Early Stopping Parameters

early_stop_iterations:
integer, optional (default = False):
If provided, specifies the number of iterations after which to hard-stop the algorithm.
stop_unmatched_c:
bools, optional (default = False)
Specifies whether the algorithm stops when there are no control units remaining to match.
stop_unmatched_t:
bools, optional (default = False)
Specifies whether the algorithm stops when there are no treatment units remaining to match.
early_stop_un_c_frac:
float, optional (default = 0.1)
Minimum acceptable proportion of unmatched treatment units after which the algorithm will stop iterating. Must be between 0 and 1.
early_stop_un_t_frac:
float, optional (default = 0.1)
Minimum acceptable proportion of unmatched treatment units after which the algorithm will stop iterating. Must be between 0 and 1.
early_stop_pe:
bool, optional (default = False)
If True, then the algorithm will hard-stop once the covariate set chosen for matching has a predictive error greater than the threshold provided in early_stop_pe_frac
early_stop_bf:
bool, optional (default = False)
If True, then the algorithm will hard-stop once the covariate set chosen for matching has a balancing factor lower than the threshold provided in early_stop_bf_frac
early_stop_pe_frac:
float, optional (default = 0.01)
If early_stop_pe is True, then the algorithm will hard-stop once the covariate set chosen to match on has a predictive error greater than this value.
early_stop_bf_frac:
float, optional (default = 0.01)
If early_stop_bf is True, then the algorithm will hard-stop once the covariate set chosen to match on has a balancing factor lower than this value.

Missing Data Parameters

missing_indicator:
string, integer, np.nan, optional (default = np.nan)
This is the indicator for missing data in the dataset. For example, if missing values are denoted with "NA", set this paramater equal to "NA".
missing_holdout_replace:
integer, optional (default = 0):
If 0, assume no missingness in holdout data.
If 1, drop all units with missingness from holdout dataset.
If 2, impute missing values using MICE on holdout dataset for the number of imputations specified by missing_holdout_imputations
missing_data_replace:
integer, optional (default = 0):
If 0, assume no missingness in matching data.
If 1, drop all units with missingness from matching dataset.
If 2, do not match units on covariates that are missing.
If 3, impute missing values using MICE on matching dataset for the number of imputations specified by missing_data_imputations.
missing_holdout_imputations:
integer, optional (default = 10)
If missing_holdout_replace=2, specifies the number of imputations on the holdout set.
missing_data_imputations:
integer, optional (default = 1)
If missing_data_replace=3, specifies the number of imputations on the matching set.

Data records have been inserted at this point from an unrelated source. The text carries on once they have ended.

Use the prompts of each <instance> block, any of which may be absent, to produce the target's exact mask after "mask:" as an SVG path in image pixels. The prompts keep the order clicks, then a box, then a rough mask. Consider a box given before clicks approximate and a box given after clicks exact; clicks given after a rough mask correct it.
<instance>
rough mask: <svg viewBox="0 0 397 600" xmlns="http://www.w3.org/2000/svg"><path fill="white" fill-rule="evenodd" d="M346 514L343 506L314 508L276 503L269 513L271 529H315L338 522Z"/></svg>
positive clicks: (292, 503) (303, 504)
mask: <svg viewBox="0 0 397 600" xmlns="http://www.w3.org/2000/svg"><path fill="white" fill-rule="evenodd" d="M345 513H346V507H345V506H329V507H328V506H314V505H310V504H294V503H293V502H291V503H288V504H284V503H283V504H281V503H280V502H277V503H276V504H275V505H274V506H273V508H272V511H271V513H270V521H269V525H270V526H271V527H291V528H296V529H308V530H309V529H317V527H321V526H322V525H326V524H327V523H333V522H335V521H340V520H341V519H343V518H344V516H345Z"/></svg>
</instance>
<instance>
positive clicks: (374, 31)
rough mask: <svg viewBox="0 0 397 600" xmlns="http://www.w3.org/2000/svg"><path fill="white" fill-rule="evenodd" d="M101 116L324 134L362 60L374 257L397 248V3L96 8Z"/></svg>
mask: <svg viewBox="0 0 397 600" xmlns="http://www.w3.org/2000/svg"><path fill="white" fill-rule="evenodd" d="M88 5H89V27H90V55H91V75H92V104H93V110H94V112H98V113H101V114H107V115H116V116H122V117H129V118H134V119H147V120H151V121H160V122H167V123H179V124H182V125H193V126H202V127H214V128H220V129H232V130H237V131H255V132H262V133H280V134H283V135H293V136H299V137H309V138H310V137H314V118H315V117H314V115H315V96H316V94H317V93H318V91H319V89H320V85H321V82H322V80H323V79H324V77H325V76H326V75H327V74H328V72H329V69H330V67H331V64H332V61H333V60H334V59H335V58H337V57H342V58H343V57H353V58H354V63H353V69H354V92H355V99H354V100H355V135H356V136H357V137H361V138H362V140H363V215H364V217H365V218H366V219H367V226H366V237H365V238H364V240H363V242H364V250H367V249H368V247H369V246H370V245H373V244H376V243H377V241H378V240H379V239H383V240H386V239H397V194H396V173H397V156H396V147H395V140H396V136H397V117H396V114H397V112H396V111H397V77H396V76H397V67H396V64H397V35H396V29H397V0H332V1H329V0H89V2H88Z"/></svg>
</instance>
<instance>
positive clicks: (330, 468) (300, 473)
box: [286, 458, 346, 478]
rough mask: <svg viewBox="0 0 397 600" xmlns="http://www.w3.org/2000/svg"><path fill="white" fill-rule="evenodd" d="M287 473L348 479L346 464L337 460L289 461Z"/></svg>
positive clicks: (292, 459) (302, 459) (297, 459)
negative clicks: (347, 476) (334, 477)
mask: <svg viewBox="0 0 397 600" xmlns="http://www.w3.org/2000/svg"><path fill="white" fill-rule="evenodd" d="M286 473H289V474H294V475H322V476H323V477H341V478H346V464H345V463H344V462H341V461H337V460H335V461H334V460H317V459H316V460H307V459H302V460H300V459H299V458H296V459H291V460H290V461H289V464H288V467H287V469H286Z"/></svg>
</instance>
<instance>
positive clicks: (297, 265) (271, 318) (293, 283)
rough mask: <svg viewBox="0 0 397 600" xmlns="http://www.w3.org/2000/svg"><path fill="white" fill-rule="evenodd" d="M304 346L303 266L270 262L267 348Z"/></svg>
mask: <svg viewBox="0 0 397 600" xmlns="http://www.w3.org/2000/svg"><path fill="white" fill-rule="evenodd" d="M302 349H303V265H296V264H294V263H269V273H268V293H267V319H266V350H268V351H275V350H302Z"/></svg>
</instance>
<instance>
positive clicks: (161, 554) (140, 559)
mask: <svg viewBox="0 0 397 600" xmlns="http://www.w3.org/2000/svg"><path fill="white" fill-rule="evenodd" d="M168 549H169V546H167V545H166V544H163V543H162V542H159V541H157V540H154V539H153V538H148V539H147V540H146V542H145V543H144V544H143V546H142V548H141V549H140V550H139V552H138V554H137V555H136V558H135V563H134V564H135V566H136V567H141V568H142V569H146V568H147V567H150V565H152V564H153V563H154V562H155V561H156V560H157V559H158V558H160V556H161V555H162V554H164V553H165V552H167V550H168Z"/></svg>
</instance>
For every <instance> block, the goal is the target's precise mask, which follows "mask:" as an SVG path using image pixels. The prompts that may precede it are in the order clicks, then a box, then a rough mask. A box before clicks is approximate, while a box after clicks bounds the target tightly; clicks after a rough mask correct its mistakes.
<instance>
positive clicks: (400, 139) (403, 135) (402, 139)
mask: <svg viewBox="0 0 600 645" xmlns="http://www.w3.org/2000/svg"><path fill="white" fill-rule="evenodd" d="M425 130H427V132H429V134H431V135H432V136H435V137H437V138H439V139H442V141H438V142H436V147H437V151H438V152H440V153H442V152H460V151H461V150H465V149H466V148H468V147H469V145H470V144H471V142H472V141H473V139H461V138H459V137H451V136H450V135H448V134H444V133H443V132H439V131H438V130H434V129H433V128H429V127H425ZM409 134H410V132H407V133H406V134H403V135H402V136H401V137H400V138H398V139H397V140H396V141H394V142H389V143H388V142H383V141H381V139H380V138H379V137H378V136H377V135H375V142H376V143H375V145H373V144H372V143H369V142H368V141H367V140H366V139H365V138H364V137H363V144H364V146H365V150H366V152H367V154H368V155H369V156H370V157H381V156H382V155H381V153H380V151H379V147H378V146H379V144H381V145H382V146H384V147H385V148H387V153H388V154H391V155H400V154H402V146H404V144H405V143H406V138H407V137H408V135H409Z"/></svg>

Additional Functions - Parameters and Defaults

#returns main matched group of specified unit mmg_of_unit(return_df, unit_id, input_data, output_style=1) #returns treatment effect on specified unit te_of_unit(return_df, unit_id, input_data, treatment_column_name, outcome_column_name) #returns main matched group and treatment effect for specified unit and includes fancy version of above functions mmg_and_te_of_unit(return_df, unit_id, input_data, treatment_column_name, outcome_column_name, return_vals=1)

Key Parameters

return_df:
Dataframe, required
The dataframe containing all of the matches, obtained from the first element in the output of the algorithm.
unit_id:
integer, required
The index identification for the unit of interest.
input_data:
Dataframe, required
Dataframe containing the original dataset which has already been matched using DAME.
treatment_column_name:
string, required
The name of the column in input_data which specifies whether a unit is treated or control.
outcome_column_name:
string, required
The name of the column in input_data which specifies each unit outcome.
output_style:
integer, optional (default = 1)
If 1, include only the covariates matched on in the output.
If 2, include all attributes in the output.
return_vals:
integer, optional (default = 1)
If 0, print the main matched group and treatment effect for the specified unit (fancy version).
Else, return the main matched group and treatment effect for the specified unit with no print statement (default version).